If it's just showing up with a lunchbox and punching a clock, I agree with T.S. that $75 per hour would be about the limit that any company would pay one man to do a job. Any more, and they would just as well have the dealership do 100% of their service work because then they would have zero overhead. No need for a shop, tools, diagnostic equipment, parts inventory, nothing.

Now, that being said, IF they wanted you as an asset, i.e. you come in with your business (truck, tools, whatever of yours that you want to bring to the table) then you need to double that $75 and add 30%. Nice round figure, $200 per hour.
 

John C.

Senior Member
Joined
Jun 11, 2007
Messages
12,870
Location
Northwest
Occupation
Machinery & Equipment Appraiser
Dealer field rates out here are $160 plus per hour and charged point to point. So wherever I'm at, when assigned the job, till I reach either the home shop, motel room or home the clock is billing. Mileage charges are $2.00 per mile minimum. Expenses such as consumables like canned fluids, zip ties paper towels, coveralls, electrical connectors and such are usually charged as miscellaneous materials and are a percentage add charge based on either the whole bill or the labor charge. Environmental charges are also a percentage added on top of labor or the whole cost of the project. Meals and lodging if out beyond an hour or two drive to home are usually charged at cost.

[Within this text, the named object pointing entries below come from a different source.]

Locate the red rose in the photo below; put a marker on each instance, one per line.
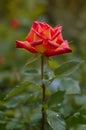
(44, 39)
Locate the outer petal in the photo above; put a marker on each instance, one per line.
(63, 48)
(26, 45)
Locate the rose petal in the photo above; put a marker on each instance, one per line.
(26, 45)
(52, 44)
(63, 48)
(36, 43)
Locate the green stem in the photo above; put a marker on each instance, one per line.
(43, 92)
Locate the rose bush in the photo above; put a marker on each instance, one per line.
(44, 39)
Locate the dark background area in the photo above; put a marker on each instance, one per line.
(16, 18)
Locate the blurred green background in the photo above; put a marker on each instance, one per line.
(16, 18)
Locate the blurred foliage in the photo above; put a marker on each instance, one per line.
(20, 97)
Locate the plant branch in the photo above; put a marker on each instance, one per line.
(43, 92)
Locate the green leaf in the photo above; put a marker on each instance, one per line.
(69, 85)
(55, 121)
(31, 71)
(52, 63)
(76, 119)
(56, 98)
(17, 100)
(18, 89)
(36, 57)
(2, 116)
(14, 123)
(67, 67)
(80, 99)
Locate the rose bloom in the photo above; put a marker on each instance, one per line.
(44, 39)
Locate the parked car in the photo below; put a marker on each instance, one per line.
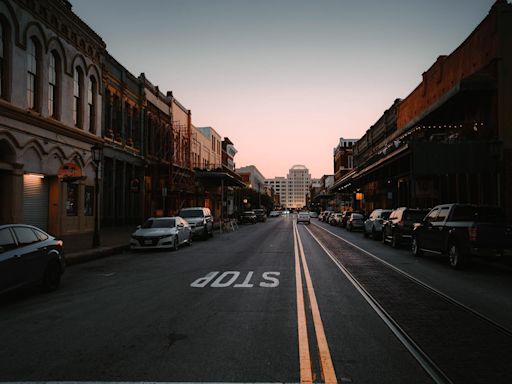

Only huge companies with superior accounting departments can afford any franchised dealer maintenance program for long. Even the guaranteed cost per hour programs done on new fleets of equipment are basically a shell game used to hide the way a dealer is going to keep putting in add charges.

Independent wrenches here are charging $100 per hour and have all the work they want. Most are not worrying at all about getting paid either.
 

Truck Shop

Senior Member
Joined
Dec 7, 2015
Messages
16,989
Location
WWW.
Now one big question--is all this high dollar an hour money talk--take home or gross. You going to
get any medical, vacation, sick time paid fuel?

When I ask for a pay increase--It's always figured at take home never on the gross.
 

suladas

Senior Member
Joined
Jun 30, 2016
Messages
1,731
Location
Canada
Now one big question--is all this high dollar an hour money talk--take home or gross. You going to
get any medical, vacation, sick time paid fuel?

When I ask for a pay increase--It's always figured at take home never on the gross.

That's a valid point and part of why a sub will get more per hour because you get zero of those perks.

But that's surprising, I can't say i've ever heard of anyone negotiating pay based on take home, there's just so many factors. Here if you're married compared to single your take home pay will vary. An employer would have no idea what the pay is actually costing them when they agree to it.
 

suladas

Senior Member
Joined
Jun 30, 2016
Messages
1,731
Location
Canada
Dealer stuff are street rates. The guys on their own, are on their own, and seem to stay that way over a long period of time. They also usually cozy up to one or two customers that take all their time.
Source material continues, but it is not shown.